Reading Online Novel

The Invention of Wings(8)



            Mother wished to replace the archaic arrangement with one that had recently been installed in the house of her friend, Mrs. Russell. There, buttons were pressed that rang in the slaves’ quarters, each with a special chime. Mother was bent on the innovation, but Father thought it wasteful. Though we were Anglicans, he had a mild streak of Huguenot frugality. There would be ostentatious buttons in the Grimké household over his dead body.

            I crept barefooted down the wide mahogany stairs to the first floor where two more slaves slept, along with Cindie, who sat wide awake with her back against the wall outside my parents’ chamber. She eyed me warily, but didn’t ask what I was doing.

            I picked my way along the Persian rug that ran the near-length of the main passage, turned the knob to Father’s library, and stepped inside. An ornately framed portrait of George Washington was lit with a scrim of moonlight coming through the front window. For almost a year, Father had looked the other way as I’d slipped beneath Mr. Washington’s nose to plunder the library. John, Thomas, and Frederick had total reign over his vast trove—books of law, geography, philosophy, theology, history, botany, poetry, and the Greek humanities—while Mary and I were officially forbidden to read a word of it. Mary didn’t seem to care for books, but I . . . I dreamed of them in my sleep. I loved them in a way I couldn’t fully express even to Thomas. He pointed me to certain volumes and drilled me on Latin declensions. He was the only one who knew my desperation to acquire a true education, beyond the one I received at the hands of Madame Ruffin, my tutor and French nemesis.

            She was a small, hot-tempered woman who wore a widow’s cap with strings floating at her cheeks, and when it was cold, a squirrely fur cloak and tiny fur-lined shoes. She was known to line girls up on the Idle Bench for the smallest infraction and scream at them until they fainted. I despised her, and her “polite education for the female mind,” which was composed of needlework, manners, drawing, basic reading, penmanship, piano, Bible, French, and enough arithmetic to add two and two. I thought it possible I might die from tracing teensy flowers on the pages of my art tablet. Once I wrote in the margin, “If I should die of this horrid exercise, I wish these flowers to adorn my coffin.” Madame Ruffin was not amused. I was made to stand on the Idle Bench, where she ranted at my insolence, and where I forced myself not to faint.

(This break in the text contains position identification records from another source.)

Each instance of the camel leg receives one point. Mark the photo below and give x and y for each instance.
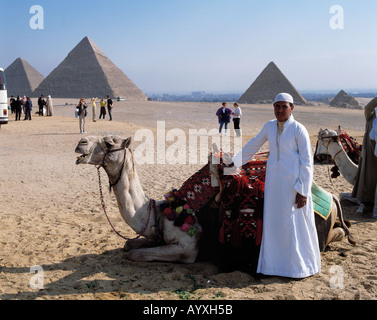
(168, 253)
(138, 243)
(335, 235)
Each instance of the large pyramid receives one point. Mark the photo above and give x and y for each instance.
(270, 83)
(87, 72)
(22, 78)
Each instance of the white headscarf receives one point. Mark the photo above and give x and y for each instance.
(285, 97)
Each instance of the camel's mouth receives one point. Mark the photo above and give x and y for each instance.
(81, 159)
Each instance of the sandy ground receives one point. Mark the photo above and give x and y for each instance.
(51, 216)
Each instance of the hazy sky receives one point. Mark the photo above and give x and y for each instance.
(210, 45)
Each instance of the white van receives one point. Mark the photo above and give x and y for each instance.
(3, 99)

            Increasingly, during those classes, longings had seized me, foreign, torrential aches that overran my heart. I wanted to know things, to become someone. Oh, to be a son! I adored Father because he treated me almost as if I were a son, allowing me to slip in and out of his library.

            On that night, the coals in the library’s fireplace lay cold and the smell of cigar smoke still pooled in the air. Without effort, I located Father’s South Carolina Justice of the Peace and Public Laws, which he himself had authored. I’d thumbed through it enough to know somewhere in the pages was a copy of a legal manumission document.

            Upon finding it, I took paper and quill from Father’s desk and copied it:



            I hereby certify that on this day, 26 November 1803, in the city of Charleston, in the state of South Carolina, I set free from slavery, Hetty Grimké, and bestow this certificate of manumission upon her.

            Sarah Moore Grimké

            What could Father do but make Hetty’s freedom as legal and binding as her ownership? I was following a code of law he’d fashioned himself! I left my handiwork atop the backgammon box on his desk.

            In the corridor, I heard the tingle of Mother’s bell, summoning Cindie, and I broke into a run back upstairs that blew out the flame on my candle.

            My room had turned even colder and the little bird had ceased its song. I crept beneath the stack-pile of quilts and blankets, but couldn’t sleep for excitement. I imagined the thanksgiving Hetty and Charlotte would heap on me. I imagined Father’s pride when he discovered the document, and Mother’s annoyance. Legal and binding, indeed! Finally, overcome with fatigue and satisfaction, I drifted to sleep.